Owen Murfin, Institutional Fixed Income Portfolio Manager bei MFS Investment Management.
Interview

Warum Investment-Grade-Anleihen derzeit eine der attraktivsten Anleihegattungen sind, erläutert Owen Murfin, Institutional Fixed Income Portfolio Manager bei MFS Investment Management.

02.09.2024 | 07:00 Uhr von «Jörn Kränicke»

TiAM FundResearch: Viele haben erwartet, dass 2024 ein Anleihejahr sein würde. Bislang hat sich diese Erwartung nicht ganz erfüllt.

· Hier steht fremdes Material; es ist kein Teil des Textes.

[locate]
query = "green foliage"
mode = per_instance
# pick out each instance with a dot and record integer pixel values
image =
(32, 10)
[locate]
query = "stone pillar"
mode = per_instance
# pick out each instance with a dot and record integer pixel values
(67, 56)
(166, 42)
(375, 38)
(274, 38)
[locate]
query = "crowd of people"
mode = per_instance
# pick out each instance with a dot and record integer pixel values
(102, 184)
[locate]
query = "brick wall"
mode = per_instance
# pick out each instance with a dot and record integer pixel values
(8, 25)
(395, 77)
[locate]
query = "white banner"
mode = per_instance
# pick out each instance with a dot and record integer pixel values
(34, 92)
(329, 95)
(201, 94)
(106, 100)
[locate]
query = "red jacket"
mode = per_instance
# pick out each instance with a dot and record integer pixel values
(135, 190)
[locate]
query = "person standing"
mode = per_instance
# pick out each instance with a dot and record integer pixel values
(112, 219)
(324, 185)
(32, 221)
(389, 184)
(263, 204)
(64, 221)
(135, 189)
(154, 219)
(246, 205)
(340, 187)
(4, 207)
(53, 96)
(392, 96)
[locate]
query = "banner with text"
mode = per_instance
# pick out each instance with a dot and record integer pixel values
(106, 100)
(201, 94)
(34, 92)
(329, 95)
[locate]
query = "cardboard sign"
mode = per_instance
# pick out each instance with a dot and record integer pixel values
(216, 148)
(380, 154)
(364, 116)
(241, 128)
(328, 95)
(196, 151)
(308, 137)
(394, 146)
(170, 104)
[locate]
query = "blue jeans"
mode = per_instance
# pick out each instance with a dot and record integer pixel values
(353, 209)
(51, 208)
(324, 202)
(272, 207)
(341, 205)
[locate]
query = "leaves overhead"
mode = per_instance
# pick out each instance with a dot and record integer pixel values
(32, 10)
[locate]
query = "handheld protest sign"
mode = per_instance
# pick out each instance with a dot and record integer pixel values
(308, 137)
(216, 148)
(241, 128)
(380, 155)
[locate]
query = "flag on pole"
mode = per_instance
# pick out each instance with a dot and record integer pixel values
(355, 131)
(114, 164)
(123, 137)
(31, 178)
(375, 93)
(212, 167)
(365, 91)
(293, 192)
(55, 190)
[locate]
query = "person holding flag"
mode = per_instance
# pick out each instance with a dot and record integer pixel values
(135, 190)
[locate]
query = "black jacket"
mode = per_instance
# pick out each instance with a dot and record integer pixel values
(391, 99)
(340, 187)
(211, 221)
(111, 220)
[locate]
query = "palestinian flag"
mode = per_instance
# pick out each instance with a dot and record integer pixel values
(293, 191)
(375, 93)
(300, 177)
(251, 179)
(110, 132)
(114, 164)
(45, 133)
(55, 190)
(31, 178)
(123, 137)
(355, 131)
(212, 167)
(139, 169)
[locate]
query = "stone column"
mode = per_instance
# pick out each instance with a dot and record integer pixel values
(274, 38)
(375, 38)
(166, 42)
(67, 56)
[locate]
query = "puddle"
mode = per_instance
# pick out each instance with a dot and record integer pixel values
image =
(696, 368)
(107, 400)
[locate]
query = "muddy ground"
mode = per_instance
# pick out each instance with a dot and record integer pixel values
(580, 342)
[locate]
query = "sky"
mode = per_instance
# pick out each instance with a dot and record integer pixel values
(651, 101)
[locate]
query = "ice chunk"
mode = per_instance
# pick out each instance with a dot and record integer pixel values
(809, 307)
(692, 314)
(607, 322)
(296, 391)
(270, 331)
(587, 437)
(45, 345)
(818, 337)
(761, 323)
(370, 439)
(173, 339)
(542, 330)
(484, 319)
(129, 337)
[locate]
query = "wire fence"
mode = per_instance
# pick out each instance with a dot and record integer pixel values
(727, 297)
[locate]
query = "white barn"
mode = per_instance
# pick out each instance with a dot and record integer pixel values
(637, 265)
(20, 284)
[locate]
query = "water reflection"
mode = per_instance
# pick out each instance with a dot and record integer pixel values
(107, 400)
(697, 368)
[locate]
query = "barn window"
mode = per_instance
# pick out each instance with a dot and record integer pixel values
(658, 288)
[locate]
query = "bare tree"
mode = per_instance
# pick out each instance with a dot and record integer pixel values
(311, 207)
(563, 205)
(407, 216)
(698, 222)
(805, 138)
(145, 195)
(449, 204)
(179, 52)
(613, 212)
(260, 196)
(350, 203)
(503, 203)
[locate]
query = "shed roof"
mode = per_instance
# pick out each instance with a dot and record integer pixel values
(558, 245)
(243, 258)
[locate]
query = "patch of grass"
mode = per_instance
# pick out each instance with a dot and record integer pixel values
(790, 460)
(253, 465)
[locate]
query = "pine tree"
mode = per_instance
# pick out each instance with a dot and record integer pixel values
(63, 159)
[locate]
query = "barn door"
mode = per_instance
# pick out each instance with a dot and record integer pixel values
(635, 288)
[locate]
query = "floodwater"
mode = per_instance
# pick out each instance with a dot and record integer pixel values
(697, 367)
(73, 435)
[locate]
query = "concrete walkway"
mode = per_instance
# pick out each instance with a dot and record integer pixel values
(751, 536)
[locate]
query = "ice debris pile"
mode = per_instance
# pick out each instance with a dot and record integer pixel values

Was sind die Gründe dafür?

Owen Murfin: Richtig ist, dass sich Anleihen von den historischen Verlusten 2022 nur langsam erholten und die Anleger Geduld brauchten. Das lag vor allem an der Zurückhaltung der Zentralbanken, die Zinsen zu senken, noch bevor die Inflation dauerhaft unter die Zielmarken gefallen war. Nichtsdestotrotz erzielten europäische Anleihen 2023 ordentliche Renditen – 8,19 % waren es im Bloomberg European Corporate Index. Auch im bisherigen Jahresverlauf zeigen sich die Renditen in guter Verfassung, denn neben der EZB haben weitere europäische Zentralbanken wie die Schweiz und Schweden die Zinsen bereits gesenkt.

Wie haben sich die Spreads in letzter Zeit entwickelt?

Seit Ende 2022 haben sich die Spreads generell verengt. Aber es gab einige Phasen der Ausweitung, vor allem rund um den Zusammenbruch der Credit Suisse im März 2023. Zuletzt sorgten im Juni Bedenken im Zusammenhang mit den Wahlen in Frankreich für eine gewisse Volatilität der Spreads. Das Halten von Unternehmensanleihen im Vergleich zu Staatsanleihen hat sich in den letzten zwei Jahren als sehr vorteilhaft erwiesen.

Wie attraktiv sind Unternehmensanleihen im historischen Vergleich zu Staats- und Hochzinsanleihen?

Aus unserer Sicht sind Investment-Grade-Anleihen attraktiver als Hochzinsanleihen. Bei Letzteren herrscht am Markt eine gewisse Selbstgefälligkeit, da die Kurse kein anderes Szenario als eine sanfte Landung der Weltwirtschaft widerspiegeln. Investment-Grade-Anleihen könnten deshalb von Abflüssen aus Cash und Geldmarktfonds profitieren oder aus Pensionsfonds, die aufgrund der verbesserten Finanzierungsquoten ihr Risiko aus Aktien verringern wollen. Das Nettoangebot ist auch weniger belastend als in Bereichen wie Staatsanleihen, da ein Großteil der Unternehmensanleihen für 2024 von vornherein festgelegt ist.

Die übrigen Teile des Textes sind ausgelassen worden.